Pop culture magazines’ top-whatever lists of best rom-coms believably feature films starring predominantly Caucasian actors and actresses. Even just last year, having an Asian lead in a rom-com would be about as improbable as having a Jackie Chan movie without any martial arts. Asian men and women have usually been represented as nerdy, shy, socially inept sidekicks, and moreover, women, specifically, were often overly-sexualized and portrayed as “exotic”.

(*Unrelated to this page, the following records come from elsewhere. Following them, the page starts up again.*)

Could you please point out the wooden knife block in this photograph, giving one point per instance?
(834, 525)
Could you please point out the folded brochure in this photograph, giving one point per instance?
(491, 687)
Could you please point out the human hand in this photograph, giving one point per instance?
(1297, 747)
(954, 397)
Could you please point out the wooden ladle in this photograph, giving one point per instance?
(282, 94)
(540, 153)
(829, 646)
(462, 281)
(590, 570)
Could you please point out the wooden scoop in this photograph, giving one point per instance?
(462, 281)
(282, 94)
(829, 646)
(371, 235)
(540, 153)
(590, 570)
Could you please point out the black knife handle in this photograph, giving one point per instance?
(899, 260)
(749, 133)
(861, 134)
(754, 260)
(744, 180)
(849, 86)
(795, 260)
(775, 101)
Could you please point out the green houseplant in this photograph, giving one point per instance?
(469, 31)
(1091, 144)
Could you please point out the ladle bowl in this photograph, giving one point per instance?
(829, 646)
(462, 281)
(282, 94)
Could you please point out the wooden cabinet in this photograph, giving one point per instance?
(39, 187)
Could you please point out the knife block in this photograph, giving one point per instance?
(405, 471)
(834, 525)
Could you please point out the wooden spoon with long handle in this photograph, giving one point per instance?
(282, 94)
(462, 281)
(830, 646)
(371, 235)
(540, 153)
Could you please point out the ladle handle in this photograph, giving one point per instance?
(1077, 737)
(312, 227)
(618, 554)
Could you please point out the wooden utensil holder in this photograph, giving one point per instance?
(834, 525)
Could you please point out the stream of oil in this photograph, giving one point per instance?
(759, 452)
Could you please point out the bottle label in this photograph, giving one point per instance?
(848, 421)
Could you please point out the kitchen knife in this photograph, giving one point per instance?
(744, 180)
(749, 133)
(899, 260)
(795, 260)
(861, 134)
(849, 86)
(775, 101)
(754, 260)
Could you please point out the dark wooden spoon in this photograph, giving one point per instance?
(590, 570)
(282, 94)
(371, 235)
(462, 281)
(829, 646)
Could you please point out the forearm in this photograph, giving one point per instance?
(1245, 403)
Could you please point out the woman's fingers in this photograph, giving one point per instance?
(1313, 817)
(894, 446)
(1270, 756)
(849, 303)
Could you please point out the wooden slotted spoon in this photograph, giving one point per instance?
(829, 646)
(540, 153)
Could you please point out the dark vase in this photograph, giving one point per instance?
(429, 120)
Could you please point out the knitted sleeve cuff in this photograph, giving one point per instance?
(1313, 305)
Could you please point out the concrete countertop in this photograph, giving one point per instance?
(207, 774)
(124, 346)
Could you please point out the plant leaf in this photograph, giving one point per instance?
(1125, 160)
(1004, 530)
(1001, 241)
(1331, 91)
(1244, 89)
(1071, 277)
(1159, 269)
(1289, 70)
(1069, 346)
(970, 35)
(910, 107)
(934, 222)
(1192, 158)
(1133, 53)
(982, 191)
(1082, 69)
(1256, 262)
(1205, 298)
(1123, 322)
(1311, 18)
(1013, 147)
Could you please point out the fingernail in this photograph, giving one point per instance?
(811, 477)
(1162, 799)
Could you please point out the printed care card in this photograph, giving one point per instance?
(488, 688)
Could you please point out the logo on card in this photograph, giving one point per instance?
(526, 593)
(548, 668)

“The industry is run by white people […] If we go back to history, […] they wanted us to fear Asian men, and they wanted us to emasculate them, and then they also wanted to sexualize Asian women, so it’s always been tough to get the perception for Asian people in regular media and to normalize us.” Laura Sirikul, activist and journalist with Nerds of Color, a community of fans that according to their website, thenerdsofcolor.org, looks at events with a “culturally critical eye”, said.

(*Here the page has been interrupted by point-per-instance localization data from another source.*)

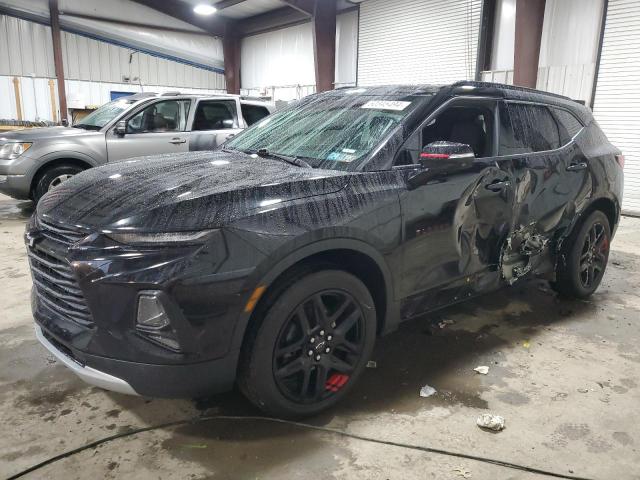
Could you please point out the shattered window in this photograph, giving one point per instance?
(568, 123)
(328, 132)
(527, 128)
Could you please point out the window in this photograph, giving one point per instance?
(568, 123)
(527, 128)
(165, 116)
(215, 115)
(253, 113)
(469, 124)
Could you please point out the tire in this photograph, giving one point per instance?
(584, 257)
(52, 177)
(276, 365)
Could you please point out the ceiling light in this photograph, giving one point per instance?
(204, 9)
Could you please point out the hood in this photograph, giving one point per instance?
(35, 134)
(179, 192)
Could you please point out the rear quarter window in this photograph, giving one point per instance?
(569, 125)
(526, 128)
(253, 113)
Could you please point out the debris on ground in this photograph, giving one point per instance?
(461, 472)
(427, 391)
(491, 422)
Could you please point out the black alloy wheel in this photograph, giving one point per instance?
(309, 342)
(319, 346)
(583, 257)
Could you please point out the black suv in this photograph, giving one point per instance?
(277, 260)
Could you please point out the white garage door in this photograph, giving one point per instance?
(617, 105)
(417, 41)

It is time the media represents Asian men and women as unique individuals, whether confident, funny, smart, beautiful or all of the above. In recent years, shows like “Kim’s Convenience”, “Master of None” and the ever-famous “Fresh Off The Boat” have done a fantastic job of portraying Asians in all walks of life. De-tokenizing them, if possible.

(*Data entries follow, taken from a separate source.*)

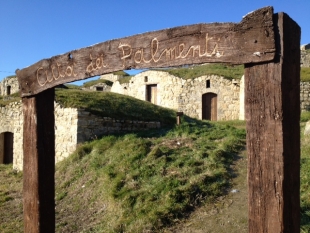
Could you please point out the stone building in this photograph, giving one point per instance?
(305, 55)
(207, 97)
(72, 127)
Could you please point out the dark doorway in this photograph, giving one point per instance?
(151, 93)
(8, 90)
(8, 147)
(209, 106)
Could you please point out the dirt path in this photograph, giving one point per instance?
(227, 214)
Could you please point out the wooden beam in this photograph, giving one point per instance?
(251, 40)
(273, 134)
(39, 163)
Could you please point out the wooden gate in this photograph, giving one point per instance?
(209, 106)
(268, 45)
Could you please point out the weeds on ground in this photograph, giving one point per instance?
(305, 175)
(143, 184)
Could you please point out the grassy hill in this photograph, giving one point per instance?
(144, 181)
(136, 182)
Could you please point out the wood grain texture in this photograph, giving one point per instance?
(250, 41)
(39, 163)
(273, 135)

“Crazy Rich Asians”, however, is not that kind of representation. Though written through an Asian lens and with an undeniably Asian cast and setting, the story of “Crazy Rich Asians” is surprisingly American. Universal, even.
“[After seeing the promotions,] I thought it was really cool it was an all-Asian cast. The trailer is really funny. It seem[ed] like a fun rom-com to watch.” Rashmi Iyer (11), who watched the film, said. “[We should] be aware of the fact that white-washing is going on and be more accepting of different people acting, and that we give Asian Americans more chances in Hollywood.”
“Crazy Rich Asians” represents a narrative we have yet to see more of: the contemporary story of lead Asian actors and actresses. A love story, in particular, one of an Asian American. The life of the Asian American remains under tight wraps in the world of Hollywood, whether due to fear or concerns about the box office or other barriers that make directors and film companies shy away from telling these people’s stories. This movie is actually the first Asian-led mainstream film in theatres to be set in contemporary time since the “Joy Luck Club”, 25 years ago.
“I think this [film] is encouraging. I think there are still barriers for Asian actors, like [some] have to change their names to seem white […]. There are still barriers to be overcome, but I think it’s encouraging to those who want to get into acting but are discouraged because of the whitewashing.” Grant Miner (11), who watched the film, said.